1. Field
One or more exemplary embodiments relate to apparatuses and methods of resampling event data for quantitative improvement of a positron emission tomography (PET) image, and more particularly, to apparatuses and methods of resampling event data for quantitative improvement of a PET image, which acquires a quantitatively-improved new PET image by analyzing a storage format of list data prior to conversion into the PET image and nonparametrically resampling event data from the list data based on the analysis results in order to improve noise and statistical characteristics thereof.
2. Description of the Related Art
Nuclear medicine imaging and magnetic resonance imaging (MRI) have been complementarily used for focus detection and disease diagnosis, and recently, analysis methods using new data and merged image processing and multimodal imaging have been developed due to an environmental change such as integration of diagnosis and treatment fields using positron emission tomography (PET) and diffusion weighted-MRI (DW-MRI).
Despite the integration of hardware, multimodal imaging degrades a matching rate due to a lack of a count rate and a mismatch between images due to a difference between acquisition methods of machines.
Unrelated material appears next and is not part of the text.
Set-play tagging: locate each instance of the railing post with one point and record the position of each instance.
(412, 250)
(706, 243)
An algorithm for matching between multimodal images intends to remove a mismatch between images by improving a matching rate by using a gradient difference (GD) based on a derivative, a Kullback Leibler distance (KLD) for measurement of the entropy of a discrete probability distribution, and normalized mutual information (NMI) based on information and entropy of an image. Also, a data resampling technique is used to increase a count rate to improve a matching rate between a nuclear medicine image and a DW-MRI image.
In a diagnostic MRI field, Cohen-Adad et al. have introduced a method that rearranges high angular resolution diffusion imaging (HARDI) data by jackknife sampling and regular bootstrap in order to evaluate the quality of HARDI based on Q-Ball imaging (QBI) reconstruction, measures an orientation distribution function (ODF) in each piece of bootstrap data, and performs evaluation based on a change in a b-value determining an echo time and a diffusion degree of tissue.
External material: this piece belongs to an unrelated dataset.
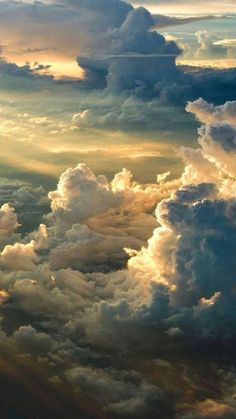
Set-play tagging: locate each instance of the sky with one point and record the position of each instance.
(117, 209)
In a gated MRI image, in order to improve image quality, an EPI image has been acquired based on the existence and nonexistence of heart gating, and the uncertainty of a diffusion tensor image (DTI) with derived parameters has been measured and quantized by residual bootstrap.
In gated PET data, image quality is degraded due to a low count rate and a disease detection capability is degraded due to increased noise, which obstructs quantitative improvement. Also, the low sensitivity of single-photon emission computed tomography (SPECT) data amplifies noise; however, when a filtering technique is used to remove such noise, resolution is degraded. The image quality may be improved when a bootstrap data resampling technique is used in order to overcome this problem.
Huang et al. have intended to improve a diagnosis performance by performing a bootstrap based on sinogram data in whole-body PET imaging to identify a portion influenced by motion and evaluate noise. Buvat has presented a protocol that may improve the quality of PET/SPECT images by using a nonparametric bootstrap method in order to measure the statistical characteristics of a reconstruction algorithm and projection data. Kukreja and Gunn have introduced that a bootstrap method for estimating a parameter error in dynamic PET data may calculate a parameter error based on a parametric image or a region or interest (ROI).
Groiselle and Glick have introduced a method that performs a simulation by constructing 20 data sets by using a bootstrap technique in order to evaluate noise in 3D OSEM list-mode iterative reconstruction, and evaluates noise by sampling an event of a list data set having the same size.
A bootstrap method for reducing count rate degradation in the acquisition of a nuclear medicine image and an MRI image is difficult to use in clinical stages due to a lot of data processing. However, since efforts have recently been made to use the bootstrap method in the clinical stages, due to an improvement in computer performance and an improvement in algorithms, a technology implementing the bootstrap method is required.